BRASIL

Primeiro Transhomem a ser operado batiza projeto que trata de gênero

“Desde que me entendo por gente, aos 3 ou 4 anos, eu já queria ser tratado no masculino. Eu sabia que isso não podia ser explicitado verbalmente. Então eu corrigia mentalmente, e toda vez que me tratavam por 'ela' eu passava para 'ele'. Mas eu tinha que me submeter àquele mundo feminino que era imposto para mim, do uniforme da escola aos brinquedos.”

 

O relato de João Nery, 65 anos, é apenas um entre os vários episódios vividos por ele – que nasceu em um corpo feminino, mas sempre se identificou como homem.

 

Em uma época em que não se falava em transexualidade, João Nery ousou ao firmar uma trajetória de busca e construção da própria identidade. Ele é o primeiro homem transexual brasileiro a ter sido operado.

 

Ainda na infância, ele conta que, para poder se manifestar como menino, fez um carrinho de rolimã e brincou com ele no quintal de casa até destruir o concreto. “Era um recurso infantil. Mas na pracinha me chamavam de Maria Homem e era muito ruim. Minha mãe me proibiu de ir para a praça, mas acabei achando bom, pois me sentia mais protegido dentro de casa.”

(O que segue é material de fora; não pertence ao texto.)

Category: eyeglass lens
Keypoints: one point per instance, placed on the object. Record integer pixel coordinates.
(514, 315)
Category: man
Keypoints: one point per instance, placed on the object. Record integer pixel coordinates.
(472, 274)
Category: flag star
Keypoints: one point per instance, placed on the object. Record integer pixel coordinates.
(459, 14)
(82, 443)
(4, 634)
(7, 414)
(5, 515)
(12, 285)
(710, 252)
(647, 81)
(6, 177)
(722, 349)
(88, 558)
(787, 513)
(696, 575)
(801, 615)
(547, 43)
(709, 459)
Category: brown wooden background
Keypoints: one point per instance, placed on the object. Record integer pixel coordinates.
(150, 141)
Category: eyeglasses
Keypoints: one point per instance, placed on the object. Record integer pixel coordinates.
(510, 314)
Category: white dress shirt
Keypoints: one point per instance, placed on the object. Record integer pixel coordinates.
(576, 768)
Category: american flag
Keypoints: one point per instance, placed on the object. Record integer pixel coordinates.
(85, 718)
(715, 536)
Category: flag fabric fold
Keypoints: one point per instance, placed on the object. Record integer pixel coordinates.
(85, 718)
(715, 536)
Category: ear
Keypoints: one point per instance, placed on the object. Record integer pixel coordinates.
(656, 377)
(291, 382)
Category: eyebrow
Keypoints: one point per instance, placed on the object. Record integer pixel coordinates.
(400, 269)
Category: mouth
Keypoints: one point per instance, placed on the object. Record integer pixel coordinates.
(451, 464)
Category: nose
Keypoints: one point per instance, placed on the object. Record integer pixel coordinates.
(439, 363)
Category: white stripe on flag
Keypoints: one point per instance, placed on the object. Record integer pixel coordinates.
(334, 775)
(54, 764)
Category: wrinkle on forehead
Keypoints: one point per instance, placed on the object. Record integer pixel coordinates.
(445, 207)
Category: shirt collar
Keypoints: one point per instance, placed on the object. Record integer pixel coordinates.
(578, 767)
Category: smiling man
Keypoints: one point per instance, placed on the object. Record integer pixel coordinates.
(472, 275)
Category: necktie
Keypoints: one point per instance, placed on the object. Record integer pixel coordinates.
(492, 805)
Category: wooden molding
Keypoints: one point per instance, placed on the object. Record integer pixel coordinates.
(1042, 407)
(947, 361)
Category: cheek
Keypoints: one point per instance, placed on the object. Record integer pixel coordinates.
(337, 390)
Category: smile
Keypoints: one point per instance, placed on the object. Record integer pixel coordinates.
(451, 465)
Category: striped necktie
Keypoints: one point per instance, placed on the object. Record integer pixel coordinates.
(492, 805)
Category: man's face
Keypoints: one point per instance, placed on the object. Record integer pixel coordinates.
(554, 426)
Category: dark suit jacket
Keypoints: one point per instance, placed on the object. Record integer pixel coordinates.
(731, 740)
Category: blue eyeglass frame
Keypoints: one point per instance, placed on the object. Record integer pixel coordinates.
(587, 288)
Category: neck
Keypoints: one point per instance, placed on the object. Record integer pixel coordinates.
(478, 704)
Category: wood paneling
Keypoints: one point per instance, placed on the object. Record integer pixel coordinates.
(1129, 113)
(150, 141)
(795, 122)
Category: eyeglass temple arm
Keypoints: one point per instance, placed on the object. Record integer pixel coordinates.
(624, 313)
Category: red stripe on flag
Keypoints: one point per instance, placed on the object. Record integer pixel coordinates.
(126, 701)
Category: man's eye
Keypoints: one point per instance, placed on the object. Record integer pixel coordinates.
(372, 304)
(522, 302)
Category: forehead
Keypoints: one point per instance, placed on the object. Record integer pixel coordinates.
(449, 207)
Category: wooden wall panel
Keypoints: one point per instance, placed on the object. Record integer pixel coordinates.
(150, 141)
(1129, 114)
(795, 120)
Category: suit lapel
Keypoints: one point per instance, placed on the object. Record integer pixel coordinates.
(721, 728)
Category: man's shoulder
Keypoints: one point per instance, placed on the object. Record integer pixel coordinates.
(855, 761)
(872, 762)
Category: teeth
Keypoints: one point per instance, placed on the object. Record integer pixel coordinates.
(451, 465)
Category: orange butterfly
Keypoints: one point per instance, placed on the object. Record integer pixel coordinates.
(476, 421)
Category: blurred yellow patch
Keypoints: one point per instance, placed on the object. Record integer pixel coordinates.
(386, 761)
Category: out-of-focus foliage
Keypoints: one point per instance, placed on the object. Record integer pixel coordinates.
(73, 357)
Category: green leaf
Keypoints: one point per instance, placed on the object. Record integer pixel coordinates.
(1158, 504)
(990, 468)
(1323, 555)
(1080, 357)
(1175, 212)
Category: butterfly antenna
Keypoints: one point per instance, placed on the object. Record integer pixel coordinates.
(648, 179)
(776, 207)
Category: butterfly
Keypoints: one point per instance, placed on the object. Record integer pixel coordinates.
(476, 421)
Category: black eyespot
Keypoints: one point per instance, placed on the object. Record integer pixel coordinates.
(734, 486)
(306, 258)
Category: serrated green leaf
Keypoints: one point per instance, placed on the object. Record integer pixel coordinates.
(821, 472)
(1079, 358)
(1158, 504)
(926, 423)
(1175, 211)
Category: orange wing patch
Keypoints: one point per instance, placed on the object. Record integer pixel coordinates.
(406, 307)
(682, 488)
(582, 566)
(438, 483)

Na adolescência começaram a aparecer as características físicas femininas. “Começou a brotar um corpo pior ainda. Seios, 'monstruação' – como eu chamo a menstruação, porque aquilo era um monstro para mim. Fui crescendo aos trancos e barrancos, sem um rótulo”, lembra.

A dificuldade em lidar com a situação era tanta que, aos 16 anos, tentou namorar um rapaz, mas a experiência não durou muito. Depois veio a década de 1970 e a moda unissex. João se sentiu livre para cortar o cabelo curto e usar calça jeans.

Ainda com identidade feminina, ele se formou em psicologia, começou a fazer mestrado e deu aulas em três faculdades no Rio de Janeiro.

“Eu era uma figura ambígua. Com 22 anos, eu já vivia duas vidas socialmente antagônicas. Eu era mulher para os amigos, parentes e colegas de trabalho. E era visto como uma figura masculina para os desconhecidos. Fui morar com a minha namorada e, no prédio, era visto como o marido dela. Era uma loucura. Eu nunca sabia se iam me chamar de senhor ou de senhora”, conta.

Cirurgias

João já havia feito duas cirurgias de redução de mama, uma em 1966 e outra em 1968 – o médico, por medo de perder o diploma, tinha concordado apenas com a redução, e não com a retirada. Em 1976, fez a retirada do útero e dos ovários.

“Em 77, finalmente, fiz a mamoplastia masculinizadora e uma neouretra, para poder urinar em pé”, relata.